Samples and Conditions:

• Protein mix for calibration: thyroglobulin, γ-globulin, ovalbumin, myoglobin, angiotensin II.
• Therapeutic mAbs: trastuzumab (Herceptin) and NISTmAb (IgG1κ).
• Stress protocol for NISTmAb: pH cycling between 6.0, 1.0, 10.0, and back to 6.0, followed by incubation at 60 °C for 60 minutes.

Instrument Configuration:

• Agilent 1290 Infinity II Bio High-Speed Pump and Ultra Low Dispersion kit (capillaries 0.07, 0.12, 0.17 mm).
• Agilent 1290 Infinity II Bio Multisampler with sample thermostat (4 °C).
• Agilent 1290 Infinity II Multicolumn Thermostat at 30 °C.
• Agilent 1290 Infinity II Variable Wavelength Detector, micro flow cell, 280 nm.
• AdvanceBio SEC column, 200 Å, 4.6 × 300 mm, 1.9 µm.
• Mobile phase: PBS pH 7.4, 0.35 mL/min, isocratic.
• Software: Agilent OpenLab 2.5 and GPC/SEC add-on 1.2.

Main Results and Discussion

Five-protein standard separation using 0.07 mm capillaries achieved baseline separation of early eluting dimers.

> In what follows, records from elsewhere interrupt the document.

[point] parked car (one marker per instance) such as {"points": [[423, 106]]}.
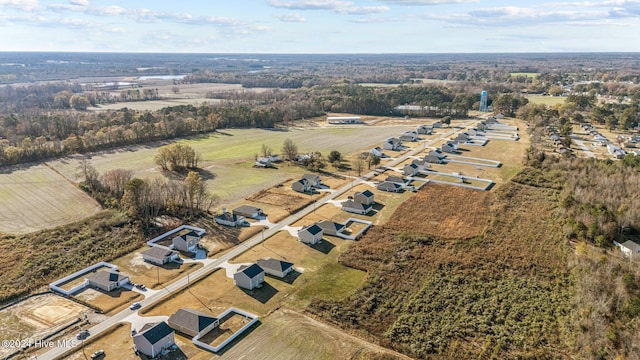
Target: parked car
{"points": [[97, 354]]}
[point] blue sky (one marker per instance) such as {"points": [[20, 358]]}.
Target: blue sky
{"points": [[319, 26]]}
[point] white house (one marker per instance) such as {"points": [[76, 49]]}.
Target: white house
{"points": [[311, 234], [230, 219], [629, 248], [366, 197], [275, 267], [108, 280], [160, 255], [249, 277], [152, 339], [186, 242], [355, 207], [411, 170]]}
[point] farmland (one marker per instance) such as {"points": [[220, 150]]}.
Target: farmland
{"points": [[459, 284], [36, 197]]}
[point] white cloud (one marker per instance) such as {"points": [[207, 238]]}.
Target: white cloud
{"points": [[25, 5], [294, 17], [310, 4], [425, 2], [363, 10]]}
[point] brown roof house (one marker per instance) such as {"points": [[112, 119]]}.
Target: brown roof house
{"points": [[186, 242], [108, 280], [192, 322], [249, 277], [301, 185], [311, 234], [153, 338], [366, 197], [356, 207], [160, 255], [275, 267]]}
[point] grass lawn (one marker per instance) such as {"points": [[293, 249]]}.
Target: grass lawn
{"points": [[545, 100]]}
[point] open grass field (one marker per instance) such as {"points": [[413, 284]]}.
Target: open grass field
{"points": [[36, 197], [477, 274], [228, 157], [290, 335], [545, 100]]}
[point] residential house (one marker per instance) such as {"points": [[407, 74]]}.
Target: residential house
{"points": [[629, 248], [448, 147], [230, 219], [377, 151], [395, 179], [301, 185], [160, 255], [192, 322], [249, 211], [313, 179], [425, 129], [356, 207], [366, 197], [275, 267], [411, 170], [421, 164], [409, 135], [186, 242], [389, 186], [330, 227], [152, 339], [392, 144], [249, 277], [263, 162], [107, 280], [311, 234]]}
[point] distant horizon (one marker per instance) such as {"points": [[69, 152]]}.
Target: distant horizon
{"points": [[321, 26]]}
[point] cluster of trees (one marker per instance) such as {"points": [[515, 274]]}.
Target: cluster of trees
{"points": [[176, 157], [144, 200]]}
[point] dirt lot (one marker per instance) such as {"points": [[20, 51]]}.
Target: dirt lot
{"points": [[108, 301], [142, 272], [36, 197], [36, 317]]}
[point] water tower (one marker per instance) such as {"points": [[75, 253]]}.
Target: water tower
{"points": [[483, 101]]}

A fourth-order polynomial calibration curve allowed precise molecular weight assignments. Trastuzumab monomer and dimer eluted at 6.489 min and 5.673 min with assigned masses of ~141 566 Da and ~321 609 Da.

Comparison of capillary diameters revealed that 0.07 mm tubing provided the sharpest peaks and highest resolution (USP 0.94 for key peaks), while larger diameters progressively degraded performance and increased peak width.

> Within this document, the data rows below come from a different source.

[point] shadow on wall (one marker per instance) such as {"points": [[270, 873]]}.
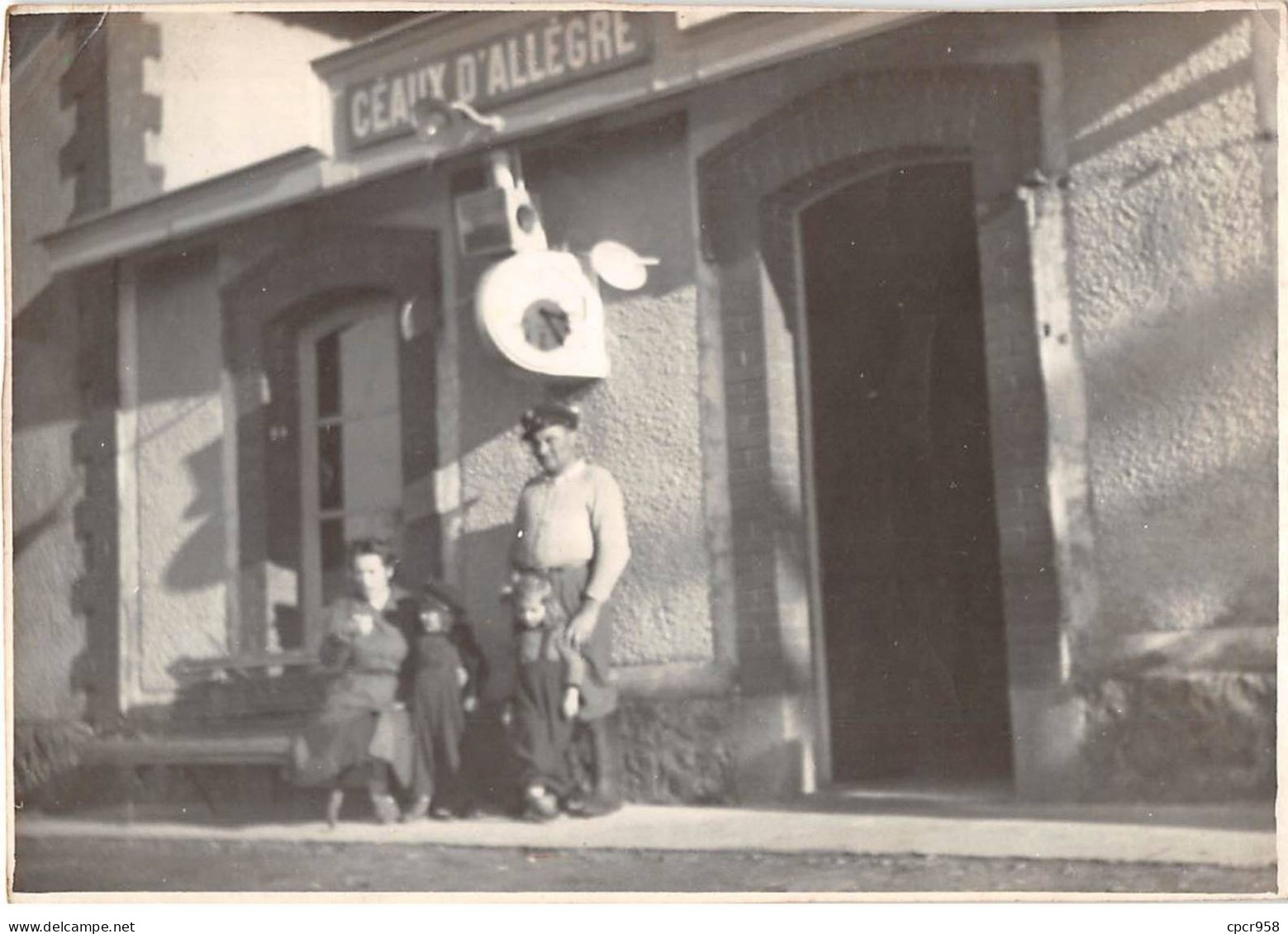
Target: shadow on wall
{"points": [[1100, 80], [192, 567], [1184, 439]]}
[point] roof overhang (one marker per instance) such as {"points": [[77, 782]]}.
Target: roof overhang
{"points": [[728, 50]]}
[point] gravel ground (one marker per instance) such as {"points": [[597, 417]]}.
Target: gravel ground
{"points": [[102, 865]]}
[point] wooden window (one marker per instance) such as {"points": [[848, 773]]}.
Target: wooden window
{"points": [[350, 444]]}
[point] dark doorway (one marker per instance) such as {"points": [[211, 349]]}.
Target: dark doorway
{"points": [[903, 480]]}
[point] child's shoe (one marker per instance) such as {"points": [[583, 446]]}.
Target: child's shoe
{"points": [[385, 807], [417, 811], [539, 805]]}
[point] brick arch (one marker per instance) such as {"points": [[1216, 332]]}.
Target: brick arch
{"points": [[862, 115], [264, 308], [751, 190]]}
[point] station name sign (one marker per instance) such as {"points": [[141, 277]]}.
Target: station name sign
{"points": [[540, 57]]}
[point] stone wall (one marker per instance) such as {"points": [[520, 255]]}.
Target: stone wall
{"points": [[1171, 264]]}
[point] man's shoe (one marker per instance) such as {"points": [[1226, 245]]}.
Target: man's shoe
{"points": [[334, 802], [596, 805], [417, 811]]}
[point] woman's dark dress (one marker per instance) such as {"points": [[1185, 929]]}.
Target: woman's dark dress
{"points": [[359, 723], [437, 711]]}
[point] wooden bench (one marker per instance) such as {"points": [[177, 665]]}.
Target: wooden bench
{"points": [[239, 710]]}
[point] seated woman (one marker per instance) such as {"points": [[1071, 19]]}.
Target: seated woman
{"points": [[361, 734]]}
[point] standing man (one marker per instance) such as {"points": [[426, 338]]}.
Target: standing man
{"points": [[571, 526]]}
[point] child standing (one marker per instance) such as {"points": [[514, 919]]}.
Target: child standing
{"points": [[548, 697], [442, 683], [359, 737]]}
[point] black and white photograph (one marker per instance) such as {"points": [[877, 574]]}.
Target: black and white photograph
{"points": [[644, 451]]}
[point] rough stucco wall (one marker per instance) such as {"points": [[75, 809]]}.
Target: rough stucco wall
{"points": [[1172, 287], [642, 423], [209, 80], [181, 476], [48, 632]]}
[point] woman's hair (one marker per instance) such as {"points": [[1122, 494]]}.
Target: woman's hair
{"points": [[382, 548]]}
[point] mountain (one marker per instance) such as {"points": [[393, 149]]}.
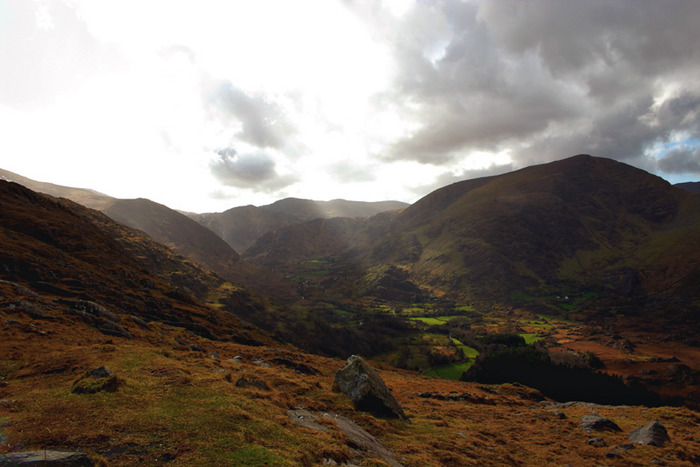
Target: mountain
{"points": [[171, 228], [190, 239], [84, 196], [240, 227], [114, 346], [74, 261], [579, 226], [693, 187]]}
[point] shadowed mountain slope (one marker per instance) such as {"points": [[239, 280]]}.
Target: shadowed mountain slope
{"points": [[240, 227], [84, 264], [201, 245], [171, 228], [582, 224], [693, 187]]}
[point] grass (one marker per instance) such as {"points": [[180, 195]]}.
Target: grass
{"points": [[434, 320], [531, 338], [452, 372], [536, 324]]}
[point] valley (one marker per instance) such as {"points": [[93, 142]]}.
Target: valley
{"points": [[499, 311]]}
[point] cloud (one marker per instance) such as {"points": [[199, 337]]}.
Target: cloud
{"points": [[544, 80], [47, 51], [449, 178], [681, 160], [348, 172], [254, 171], [263, 122]]}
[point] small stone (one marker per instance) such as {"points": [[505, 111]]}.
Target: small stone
{"points": [[558, 413], [594, 422], [653, 434], [101, 372], [249, 382], [597, 442]]}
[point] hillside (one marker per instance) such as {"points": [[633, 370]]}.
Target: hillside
{"points": [[172, 229], [693, 187], [80, 263], [190, 239], [579, 226], [187, 383], [240, 227], [84, 196]]}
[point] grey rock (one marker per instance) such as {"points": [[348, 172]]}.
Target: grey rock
{"points": [[363, 442], [249, 382], [47, 458], [306, 419], [558, 413], [101, 372], [597, 442], [361, 383], [594, 422], [653, 433]]}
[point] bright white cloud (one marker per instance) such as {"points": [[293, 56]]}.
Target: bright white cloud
{"points": [[327, 98]]}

Analysis of native NISTmAb achieved resolution of 3.11 between monomer and dimer, with retention time and area RSDs below 0.3 % across all capillary sets. Under stress conditions, higher order aggregates and trimers were resolved (resolution 3.33), demonstrating the method’s sensitivity for complex mixtures.

Benefits and Practical Applications of the Method

• Enhanced detection of low-level aggregates and higher molecular weight species for robust quality control.
• Reduced maintenance costs due to biocompatible UHPLC design tolerating high-salt buffers.
• Integration of separation and molecular weight determination in one software platform streamlines workflows.

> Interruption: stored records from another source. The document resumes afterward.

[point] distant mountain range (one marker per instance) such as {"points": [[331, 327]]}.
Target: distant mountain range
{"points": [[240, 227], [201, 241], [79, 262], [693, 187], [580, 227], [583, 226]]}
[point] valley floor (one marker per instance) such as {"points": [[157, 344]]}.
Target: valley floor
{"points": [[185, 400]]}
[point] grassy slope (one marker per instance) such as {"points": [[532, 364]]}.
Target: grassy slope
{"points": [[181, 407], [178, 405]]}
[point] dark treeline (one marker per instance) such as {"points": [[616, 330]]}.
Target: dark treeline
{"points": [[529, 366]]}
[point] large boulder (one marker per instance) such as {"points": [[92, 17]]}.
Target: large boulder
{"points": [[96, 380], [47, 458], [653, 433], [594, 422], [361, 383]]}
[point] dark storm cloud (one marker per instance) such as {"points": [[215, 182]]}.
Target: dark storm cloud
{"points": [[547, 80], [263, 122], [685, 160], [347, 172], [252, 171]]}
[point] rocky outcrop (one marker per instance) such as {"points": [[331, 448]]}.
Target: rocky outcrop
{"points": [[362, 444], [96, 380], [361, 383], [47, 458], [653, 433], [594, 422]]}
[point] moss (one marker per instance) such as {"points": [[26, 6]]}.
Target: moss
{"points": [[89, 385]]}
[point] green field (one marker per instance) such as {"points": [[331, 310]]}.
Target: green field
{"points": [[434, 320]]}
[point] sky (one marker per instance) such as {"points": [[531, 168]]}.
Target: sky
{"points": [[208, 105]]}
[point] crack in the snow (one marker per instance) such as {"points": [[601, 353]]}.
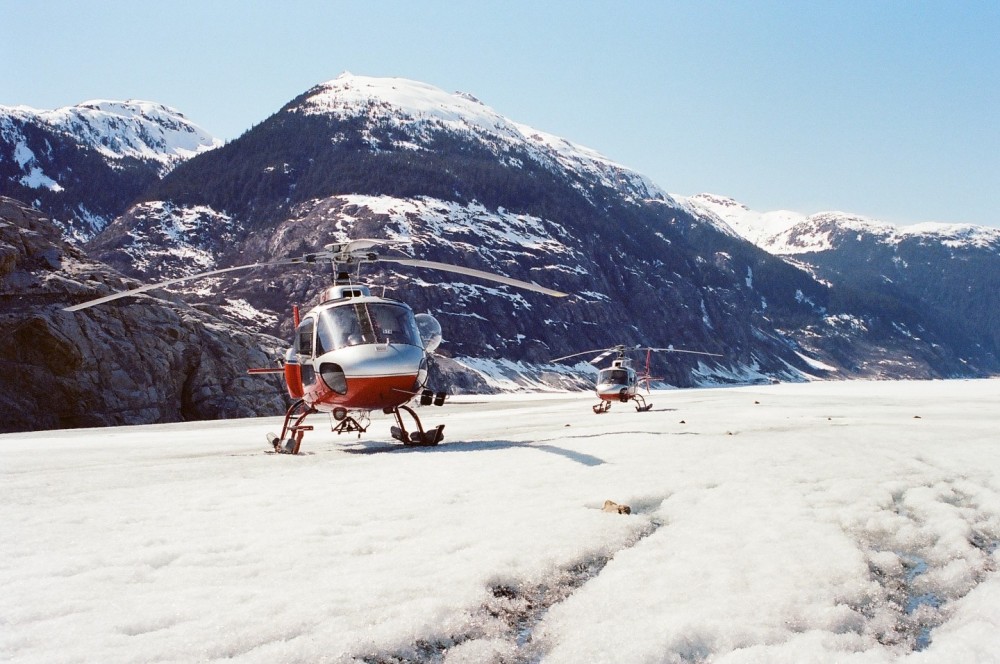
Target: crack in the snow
{"points": [[505, 623], [910, 604]]}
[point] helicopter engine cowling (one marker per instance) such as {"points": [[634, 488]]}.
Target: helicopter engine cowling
{"points": [[430, 331], [293, 374]]}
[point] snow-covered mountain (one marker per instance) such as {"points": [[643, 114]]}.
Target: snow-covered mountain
{"points": [[82, 164], [786, 233], [415, 113], [946, 274], [400, 160]]}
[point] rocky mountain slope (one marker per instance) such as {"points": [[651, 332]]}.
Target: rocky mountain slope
{"points": [[146, 361], [82, 165], [453, 181], [943, 277]]}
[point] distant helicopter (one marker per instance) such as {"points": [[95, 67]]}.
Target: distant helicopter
{"points": [[620, 381], [354, 352]]}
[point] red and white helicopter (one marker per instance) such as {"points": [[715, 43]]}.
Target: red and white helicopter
{"points": [[621, 381], [354, 352]]}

Future Trends and Opportunities

• Development of even lower-dispersion fluidic paths and next-generation sub-2 µm columns.
• Coupling high-resolution SEC with mass spectrometry for advanced structural characterization.
• Automation of stress studies and real-time data analytics using machine learning.
• Expansion toward microflow and nanoparticle aggregate analysis in biosimilar and novel biologic development.

Conclusion

The Agilent 1290 Infinity II Bio LC System with AdvanceBio SEC and ultralow dispersion capillaries delivers superior aggregate separation and accurate molecular weight determination in a single step. Its biocompatible design and low dead volume provide high resolution, reproducibility, and reduced operating costs, positioning it as a valuable tool for biopharmaceutical QC and research.

Reference

• Quantitation of mAb and ADC Aggregation Using SEC and an Aqueous Mobile Phase. Agilent Technologies application note, publication number 5991-6303EN, 2016.